[Solved] vNode very high CPU/network usage post 20201008_1 version

I’ve been running a few vNodes for a while and started upgrading them from 20201008_1 to 20210106_1. I have noticed that CPU and network usage has increased 15-20x from versions starting 20201028_1 (tried upgrading one-by-one).

I’ve compared env variables, configs, mounts, open files, TCP connections and all is the same, except obviously the updated code AND a new TCP connection which only exists on nodes starting 20201028_1:
TCP node4-878f457cb-gvl6r:9433->ns3157884.ip-51-83-237.eu:7337 (ESTABLISHED)

Not entirely sure what this is, but it looks like a highway connection, and it’s taking up most of the CPU and network bandwidth.

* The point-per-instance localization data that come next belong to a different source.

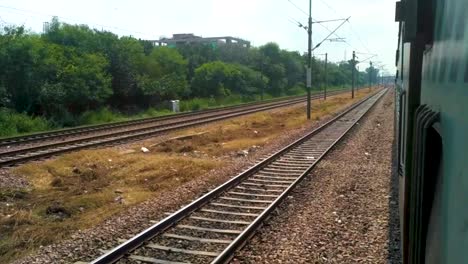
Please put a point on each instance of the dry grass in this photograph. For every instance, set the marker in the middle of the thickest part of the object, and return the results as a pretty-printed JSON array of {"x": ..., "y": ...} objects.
[{"x": 78, "y": 190}]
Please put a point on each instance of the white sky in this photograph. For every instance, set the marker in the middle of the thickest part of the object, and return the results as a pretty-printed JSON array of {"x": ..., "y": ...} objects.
[{"x": 372, "y": 28}]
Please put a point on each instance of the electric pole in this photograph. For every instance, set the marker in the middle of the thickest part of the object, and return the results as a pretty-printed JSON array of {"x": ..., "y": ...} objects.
[
  {"x": 309, "y": 68},
  {"x": 326, "y": 78},
  {"x": 353, "y": 73}
]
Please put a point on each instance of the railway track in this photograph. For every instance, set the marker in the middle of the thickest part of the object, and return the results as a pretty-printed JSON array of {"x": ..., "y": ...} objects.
[
  {"x": 213, "y": 227},
  {"x": 41, "y": 145}
]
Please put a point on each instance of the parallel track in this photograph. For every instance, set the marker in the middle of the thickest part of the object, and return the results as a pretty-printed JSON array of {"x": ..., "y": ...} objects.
[
  {"x": 33, "y": 147},
  {"x": 212, "y": 228}
]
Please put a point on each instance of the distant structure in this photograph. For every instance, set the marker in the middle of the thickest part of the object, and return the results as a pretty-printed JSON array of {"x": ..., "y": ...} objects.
[{"x": 182, "y": 39}]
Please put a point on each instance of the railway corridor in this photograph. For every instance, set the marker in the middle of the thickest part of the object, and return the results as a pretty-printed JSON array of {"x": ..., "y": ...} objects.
[
  {"x": 89, "y": 243},
  {"x": 346, "y": 212}
]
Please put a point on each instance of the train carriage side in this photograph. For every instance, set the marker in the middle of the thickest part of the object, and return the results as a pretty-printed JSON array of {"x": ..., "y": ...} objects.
[{"x": 432, "y": 88}]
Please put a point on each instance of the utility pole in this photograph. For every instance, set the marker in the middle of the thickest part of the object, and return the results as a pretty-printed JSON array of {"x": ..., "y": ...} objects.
[
  {"x": 309, "y": 68},
  {"x": 353, "y": 73},
  {"x": 326, "y": 78}
]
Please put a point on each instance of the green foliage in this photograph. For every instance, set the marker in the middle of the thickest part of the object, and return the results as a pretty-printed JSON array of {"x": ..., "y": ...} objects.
[
  {"x": 12, "y": 123},
  {"x": 75, "y": 75}
]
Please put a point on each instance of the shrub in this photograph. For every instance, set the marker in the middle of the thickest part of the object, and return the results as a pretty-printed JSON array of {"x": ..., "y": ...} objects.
[{"x": 12, "y": 123}]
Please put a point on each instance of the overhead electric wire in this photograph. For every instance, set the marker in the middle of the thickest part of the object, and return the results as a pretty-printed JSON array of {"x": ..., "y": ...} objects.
[
  {"x": 322, "y": 25},
  {"x": 350, "y": 25}
]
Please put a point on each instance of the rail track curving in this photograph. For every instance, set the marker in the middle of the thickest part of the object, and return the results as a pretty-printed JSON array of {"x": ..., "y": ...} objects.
[
  {"x": 212, "y": 228},
  {"x": 36, "y": 146}
]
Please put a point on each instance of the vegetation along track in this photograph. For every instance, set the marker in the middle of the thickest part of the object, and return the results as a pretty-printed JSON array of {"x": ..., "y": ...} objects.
[
  {"x": 26, "y": 148},
  {"x": 213, "y": 227}
]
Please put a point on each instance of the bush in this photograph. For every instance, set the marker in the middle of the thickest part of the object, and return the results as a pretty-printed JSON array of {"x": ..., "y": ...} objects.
[
  {"x": 103, "y": 115},
  {"x": 12, "y": 123}
]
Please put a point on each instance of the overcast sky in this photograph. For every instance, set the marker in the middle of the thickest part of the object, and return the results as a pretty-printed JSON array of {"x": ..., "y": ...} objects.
[{"x": 371, "y": 29}]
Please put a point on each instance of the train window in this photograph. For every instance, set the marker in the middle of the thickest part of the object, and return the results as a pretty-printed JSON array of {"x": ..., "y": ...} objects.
[
  {"x": 466, "y": 72},
  {"x": 428, "y": 22},
  {"x": 454, "y": 70},
  {"x": 435, "y": 64},
  {"x": 443, "y": 69},
  {"x": 460, "y": 25}
]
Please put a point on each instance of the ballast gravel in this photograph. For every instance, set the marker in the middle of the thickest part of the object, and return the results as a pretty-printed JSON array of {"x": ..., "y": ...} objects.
[{"x": 346, "y": 211}]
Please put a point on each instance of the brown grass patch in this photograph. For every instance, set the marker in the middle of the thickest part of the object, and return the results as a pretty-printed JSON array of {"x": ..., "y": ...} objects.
[{"x": 81, "y": 189}]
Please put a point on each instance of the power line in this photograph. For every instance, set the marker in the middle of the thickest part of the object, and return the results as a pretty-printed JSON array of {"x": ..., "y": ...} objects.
[
  {"x": 300, "y": 9},
  {"x": 322, "y": 25},
  {"x": 350, "y": 25}
]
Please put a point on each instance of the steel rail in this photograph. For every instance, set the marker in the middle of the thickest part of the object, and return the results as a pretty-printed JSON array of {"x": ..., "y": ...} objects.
[
  {"x": 8, "y": 141},
  {"x": 46, "y": 150},
  {"x": 137, "y": 241}
]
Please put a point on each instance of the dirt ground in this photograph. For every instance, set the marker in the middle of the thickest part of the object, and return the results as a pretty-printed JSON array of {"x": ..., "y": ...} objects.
[{"x": 346, "y": 212}]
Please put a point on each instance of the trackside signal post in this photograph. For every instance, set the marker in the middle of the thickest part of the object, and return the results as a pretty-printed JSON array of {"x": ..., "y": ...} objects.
[
  {"x": 353, "y": 70},
  {"x": 309, "y": 61}
]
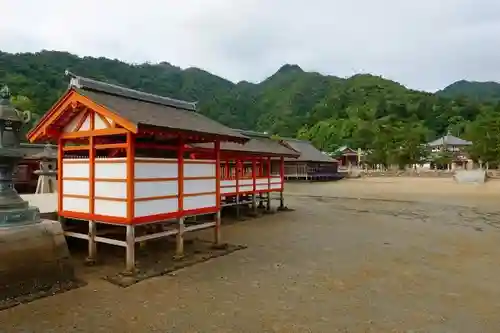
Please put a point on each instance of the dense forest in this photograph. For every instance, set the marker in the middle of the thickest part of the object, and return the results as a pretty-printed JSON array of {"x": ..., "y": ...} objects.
[{"x": 363, "y": 111}]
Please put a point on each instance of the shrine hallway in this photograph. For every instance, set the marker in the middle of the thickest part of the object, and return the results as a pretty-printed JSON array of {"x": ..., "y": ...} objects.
[{"x": 332, "y": 265}]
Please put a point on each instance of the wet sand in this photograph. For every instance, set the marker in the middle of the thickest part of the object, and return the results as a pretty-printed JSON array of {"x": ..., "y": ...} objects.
[{"x": 424, "y": 258}]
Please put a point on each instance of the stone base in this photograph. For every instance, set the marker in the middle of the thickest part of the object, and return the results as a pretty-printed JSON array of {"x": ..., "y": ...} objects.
[
  {"x": 19, "y": 216},
  {"x": 33, "y": 258}
]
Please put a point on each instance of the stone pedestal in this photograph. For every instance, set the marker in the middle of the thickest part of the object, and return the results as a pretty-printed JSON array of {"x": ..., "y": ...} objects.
[{"x": 33, "y": 258}]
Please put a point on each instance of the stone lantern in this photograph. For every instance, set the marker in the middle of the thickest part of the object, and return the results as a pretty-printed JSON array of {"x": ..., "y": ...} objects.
[
  {"x": 13, "y": 209},
  {"x": 33, "y": 251},
  {"x": 47, "y": 172}
]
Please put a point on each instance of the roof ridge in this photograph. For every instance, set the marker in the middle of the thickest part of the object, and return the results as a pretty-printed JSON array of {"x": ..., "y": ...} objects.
[
  {"x": 81, "y": 82},
  {"x": 253, "y": 133},
  {"x": 295, "y": 139}
]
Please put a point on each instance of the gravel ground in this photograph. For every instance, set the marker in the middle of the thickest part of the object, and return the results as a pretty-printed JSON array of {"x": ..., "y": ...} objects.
[{"x": 371, "y": 255}]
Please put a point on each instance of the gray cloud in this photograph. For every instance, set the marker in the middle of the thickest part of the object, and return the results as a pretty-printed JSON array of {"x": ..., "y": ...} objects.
[{"x": 424, "y": 44}]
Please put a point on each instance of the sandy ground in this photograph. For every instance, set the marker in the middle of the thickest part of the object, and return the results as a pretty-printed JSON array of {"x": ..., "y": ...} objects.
[{"x": 336, "y": 264}]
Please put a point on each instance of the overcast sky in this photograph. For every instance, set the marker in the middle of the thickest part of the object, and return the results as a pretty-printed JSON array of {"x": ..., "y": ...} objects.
[{"x": 424, "y": 44}]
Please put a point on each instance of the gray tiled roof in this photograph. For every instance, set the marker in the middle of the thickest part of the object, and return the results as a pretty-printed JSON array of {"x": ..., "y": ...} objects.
[
  {"x": 151, "y": 110},
  {"x": 449, "y": 140},
  {"x": 308, "y": 153},
  {"x": 36, "y": 151},
  {"x": 259, "y": 143}
]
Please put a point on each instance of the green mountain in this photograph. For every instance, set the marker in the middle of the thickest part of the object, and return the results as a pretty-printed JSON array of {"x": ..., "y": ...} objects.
[
  {"x": 363, "y": 111},
  {"x": 478, "y": 91}
]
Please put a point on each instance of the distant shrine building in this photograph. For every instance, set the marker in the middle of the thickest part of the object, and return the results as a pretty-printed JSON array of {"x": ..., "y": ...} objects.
[{"x": 456, "y": 148}]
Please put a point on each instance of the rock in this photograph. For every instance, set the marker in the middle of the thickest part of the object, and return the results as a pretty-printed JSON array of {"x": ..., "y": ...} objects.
[{"x": 34, "y": 258}]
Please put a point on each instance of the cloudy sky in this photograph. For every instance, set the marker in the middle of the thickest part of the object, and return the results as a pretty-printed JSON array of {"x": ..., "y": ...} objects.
[{"x": 424, "y": 44}]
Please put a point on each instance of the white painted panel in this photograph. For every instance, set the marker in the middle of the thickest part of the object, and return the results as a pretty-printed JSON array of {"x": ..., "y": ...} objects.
[
  {"x": 155, "y": 170},
  {"x": 155, "y": 189},
  {"x": 227, "y": 182},
  {"x": 80, "y": 170},
  {"x": 200, "y": 201},
  {"x": 76, "y": 187},
  {"x": 276, "y": 180},
  {"x": 86, "y": 124},
  {"x": 155, "y": 207},
  {"x": 110, "y": 208},
  {"x": 115, "y": 170},
  {"x": 246, "y": 188},
  {"x": 199, "y": 169},
  {"x": 111, "y": 189},
  {"x": 262, "y": 181},
  {"x": 99, "y": 123},
  {"x": 71, "y": 126},
  {"x": 75, "y": 205},
  {"x": 227, "y": 190},
  {"x": 199, "y": 186}
]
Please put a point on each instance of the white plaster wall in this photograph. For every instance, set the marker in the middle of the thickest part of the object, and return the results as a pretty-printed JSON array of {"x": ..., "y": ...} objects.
[
  {"x": 199, "y": 169},
  {"x": 155, "y": 207},
  {"x": 276, "y": 180},
  {"x": 156, "y": 170},
  {"x": 76, "y": 170},
  {"x": 246, "y": 188},
  {"x": 110, "y": 208},
  {"x": 224, "y": 190},
  {"x": 76, "y": 187},
  {"x": 115, "y": 170},
  {"x": 276, "y": 186},
  {"x": 200, "y": 201},
  {"x": 228, "y": 182},
  {"x": 76, "y": 205},
  {"x": 155, "y": 189},
  {"x": 245, "y": 182},
  {"x": 262, "y": 187},
  {"x": 111, "y": 189},
  {"x": 199, "y": 186}
]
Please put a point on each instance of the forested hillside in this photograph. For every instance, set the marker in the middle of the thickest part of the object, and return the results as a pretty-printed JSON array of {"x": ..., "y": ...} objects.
[
  {"x": 478, "y": 91},
  {"x": 363, "y": 111}
]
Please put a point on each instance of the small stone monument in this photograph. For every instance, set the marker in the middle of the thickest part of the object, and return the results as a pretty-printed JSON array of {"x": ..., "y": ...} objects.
[
  {"x": 34, "y": 254},
  {"x": 47, "y": 174}
]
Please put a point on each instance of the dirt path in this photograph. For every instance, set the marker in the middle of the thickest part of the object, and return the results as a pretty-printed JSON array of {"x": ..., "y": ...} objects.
[{"x": 333, "y": 265}]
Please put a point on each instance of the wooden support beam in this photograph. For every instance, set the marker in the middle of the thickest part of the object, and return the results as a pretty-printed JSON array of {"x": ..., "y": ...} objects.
[{"x": 217, "y": 231}]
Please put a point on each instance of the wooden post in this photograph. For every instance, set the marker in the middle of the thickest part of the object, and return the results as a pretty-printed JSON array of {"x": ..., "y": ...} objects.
[
  {"x": 130, "y": 259},
  {"x": 92, "y": 225},
  {"x": 268, "y": 203},
  {"x": 91, "y": 259},
  {"x": 60, "y": 190},
  {"x": 261, "y": 174},
  {"x": 217, "y": 231},
  {"x": 237, "y": 188},
  {"x": 282, "y": 175},
  {"x": 179, "y": 252},
  {"x": 254, "y": 181},
  {"x": 130, "y": 177}
]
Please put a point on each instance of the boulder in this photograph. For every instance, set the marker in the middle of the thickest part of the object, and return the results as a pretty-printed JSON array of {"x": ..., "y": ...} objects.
[{"x": 33, "y": 258}]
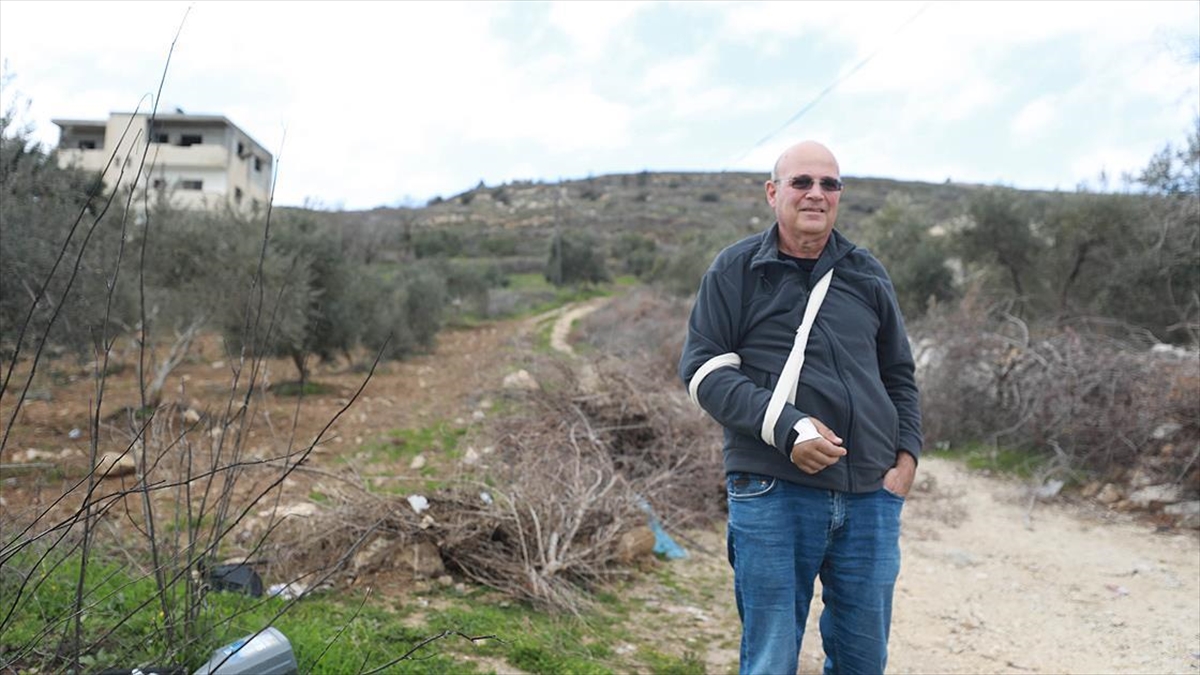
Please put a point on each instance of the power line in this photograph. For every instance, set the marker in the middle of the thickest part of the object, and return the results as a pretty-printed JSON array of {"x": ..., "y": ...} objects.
[{"x": 827, "y": 90}]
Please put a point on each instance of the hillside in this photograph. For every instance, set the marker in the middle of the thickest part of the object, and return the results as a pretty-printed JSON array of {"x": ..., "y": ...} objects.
[{"x": 665, "y": 207}]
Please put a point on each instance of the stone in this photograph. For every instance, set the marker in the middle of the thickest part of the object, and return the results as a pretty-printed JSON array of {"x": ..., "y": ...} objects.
[
  {"x": 1187, "y": 514},
  {"x": 424, "y": 559},
  {"x": 1109, "y": 494},
  {"x": 373, "y": 555},
  {"x": 521, "y": 380},
  {"x": 114, "y": 465},
  {"x": 635, "y": 544},
  {"x": 1155, "y": 495}
]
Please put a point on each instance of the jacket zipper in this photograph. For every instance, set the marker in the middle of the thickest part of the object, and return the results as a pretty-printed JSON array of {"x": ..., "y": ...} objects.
[{"x": 850, "y": 398}]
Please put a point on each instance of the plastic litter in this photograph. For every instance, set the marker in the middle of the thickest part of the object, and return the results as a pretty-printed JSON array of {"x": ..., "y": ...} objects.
[
  {"x": 286, "y": 591},
  {"x": 664, "y": 544},
  {"x": 237, "y": 578},
  {"x": 418, "y": 502},
  {"x": 265, "y": 653}
]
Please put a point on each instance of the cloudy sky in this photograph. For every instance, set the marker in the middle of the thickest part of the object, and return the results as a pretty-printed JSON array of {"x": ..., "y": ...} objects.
[{"x": 384, "y": 103}]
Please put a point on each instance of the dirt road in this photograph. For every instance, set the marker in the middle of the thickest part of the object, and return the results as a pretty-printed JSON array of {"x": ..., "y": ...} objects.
[{"x": 989, "y": 586}]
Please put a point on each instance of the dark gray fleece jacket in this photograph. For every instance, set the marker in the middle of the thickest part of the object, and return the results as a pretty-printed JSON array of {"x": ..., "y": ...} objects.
[{"x": 858, "y": 368}]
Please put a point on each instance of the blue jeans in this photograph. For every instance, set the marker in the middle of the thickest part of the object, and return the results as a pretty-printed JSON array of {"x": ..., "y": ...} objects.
[{"x": 781, "y": 537}]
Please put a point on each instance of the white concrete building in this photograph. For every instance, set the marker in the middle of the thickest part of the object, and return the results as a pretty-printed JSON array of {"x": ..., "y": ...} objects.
[{"x": 198, "y": 161}]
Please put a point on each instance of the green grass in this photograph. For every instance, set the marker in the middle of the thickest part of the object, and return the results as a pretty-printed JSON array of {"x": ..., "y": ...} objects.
[
  {"x": 403, "y": 444},
  {"x": 1001, "y": 460},
  {"x": 354, "y": 631}
]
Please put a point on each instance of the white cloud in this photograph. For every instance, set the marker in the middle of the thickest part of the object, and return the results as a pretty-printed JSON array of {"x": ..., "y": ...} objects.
[
  {"x": 591, "y": 24},
  {"x": 389, "y": 99},
  {"x": 1036, "y": 118}
]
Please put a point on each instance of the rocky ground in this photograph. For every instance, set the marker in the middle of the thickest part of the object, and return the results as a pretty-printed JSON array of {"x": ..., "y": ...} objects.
[{"x": 993, "y": 581}]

Usage on 20201008_1: 0.1-0.5 CPU, ~50 kbit/s up/down
Usage starting 20201028_1 to 20210106_1: 1.5-2 CPU, ~3-5mbit/s up/down

Please see the metrics I’ve captured during yesterday’s upgrade for 2 nodes:

Screenshot 2021-01-14 at 7.24.43 pm

Is there anything I can do to debug this further and reduce the CPU/network usage? the logs are the same as before and nothing else changed in terms of env, config and mounts.

4 Likes

Hi @adrian not exactly sure what the issue is, but this might be related to when the tag update occured. When your node updated the new tag it may have started synching blocks that were missing, thus raising cpu and bandwidth use.

One of our devs also mentioned that there could be a problem with data sync when using the old tag. Could you check the latest block heights on your node and see if they are up to date? If they are, could you monitor cpu and bandwidth use and see if they are still high?

-Thanks!

2 Likes

Hey @Chucky, so I’ve checked the beacon height with getblockchaininfo and it’s currently stuck on 175 for both new nodes, and getting the following error:

2021-01-15 20:57:46.923 utils.go:55 [ERR] Syncker log : Insert block 176 hash [239 81 123 135 47 138 91 148 158 147 81 125 6 187 215 60 180 176 28 250 87 138 24 141 41 47 81 231 71 144 104 162] got error -1099: Process Random Instruction Error 
 strconv.Atoi: parsing "3845508393": value out of range
Process Random Instruction Error
github.com/incognitochain/incognito-chain/blockchain.NewBlockChainError
        <redacted>/incognito-chain/blockchain/error.go:365
github.com/incognitochain/incognito-chain/blockchain.(*BeaconBestState).processInstruction
        <redacted>/incognito-chain/blockchain/beaconprocess.go:927
github.com/incognitochain/incognito-chain/blockchain.(*BeaconBestState).updateBeaconBestState
        <redacted>/incognito-chain/blockchain/beaconprocess.go:730
github.com/incognitochain/incognito-chain/blockchain.(*BlockChain).InsertBeaconBlock
        <redacted>/incognito-chain/blockchain/beaconprocess.go:168
github.com/incognitochain/incognito-chain/blockchain.(*BeaconChain).InsertBlk
        <redacted>/incognito-chain/blockchain/beaconchain.go:188
github.com/incognitochain/incognito-chain/syncker.InsertBatchBlock
        <redacted>/incognito-chain/syncker/utils.go:51
github.com/incognitochain/incognito-chain/syncker.(*BeaconSyncProcess).streamFromPeer
        <redacted>/incognito-chain/syncker/beaconsyncprocess.go:328
github.com/incognitochain/incognito-chain/syncker.(*BeaconSyncProcess).syncBeacon
        <redacted>/incognito-chain/syncker/beaconsyncprocess.go:265
runtime.goexit

I am also running incognito on ARM chips with a custom Docker image that I’ve built with (go1.13.15):

git clone https://github.com/incognitochain/incognito-chain.git
git checkout tags/mainnet_20210106_1
cd bin/
sed -i 's/incognitochain\/incognito-mainnet-arm/<my own registry>/g' build_mainnet_arm.sh
tag=mainnet_20210106_1 ./build_mainnet_arm.sh

This might just be a code incompatibility with ARM; please let me know if I’m doing something silly here.

2 Likes

I have read somewhere that it is not compatible with ARM indeed. Some have tried though…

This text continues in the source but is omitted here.